BREAKING! U.S. NIH Study Shows That A Variety Of Neuropathic Symptoms May Manifest After COVID-19 Shots!
Source: Medical News May 20, 2022 2 years, 6 months, 1 day, 4 hours, 54 minutes ago
A surprising new study led by researchers from the National Institute of Neurological Disorders and Stroke- U.S. National Institutes of Health-Bethesda that also involved medical scientists from Thomas Jefferson University, Icahn School of Medicine at Mt Sinai, Johns Hopkins University School of Medicine, Massachusetts General Hospital and Harvard University has found that a variety of neuropathic symptoms may manifest after COVID-19 shots and in some patients, it might be due to an immune-mediated process.
To date it has been reported that various peripheral neuropathies, particularly those with sensory and autonomic dysfunction may occur during or shortly after acute COVID-19 illnesses. These appear most likely to reflect immune dysregulation.
However, it has not been explored if similar manifestations can occur with the vaccination remains unknown.
In an observational study, the research team studied 23 patients (92% female; median age 40years) reporting new neuropathic symptoms beginning within 1 month after SARS-CoV-2 vaccination.

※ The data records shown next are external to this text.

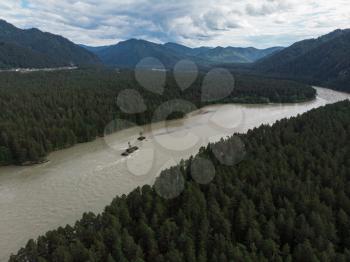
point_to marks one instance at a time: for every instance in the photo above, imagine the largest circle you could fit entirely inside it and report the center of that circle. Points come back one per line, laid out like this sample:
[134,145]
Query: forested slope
[46,111]
[288,200]
[323,61]
[36,49]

Almost 100% reported sensory symptoms comprising severe face and/or limb paresthesias, and 61% had orthostasis, heat intolerance and palpitations. Autonomic testing in 12 identified seven with reduced distal sweat production and six with positional orthostatic tachycardia syndrome. Among 16 with lower-leg skin biopsies, 31% had diagnostic/subthreshold epidermal neurite densities (≤5%), 13% were borderline (5.01-10%) and 19% showed abnormal axonal swelling.
Biopsies from randomly selected five patients that were evaluated for immune complexes showed deposition of complement C4d in endothelial cells. Electrodiagnostic test results were normal in 94% (16/17).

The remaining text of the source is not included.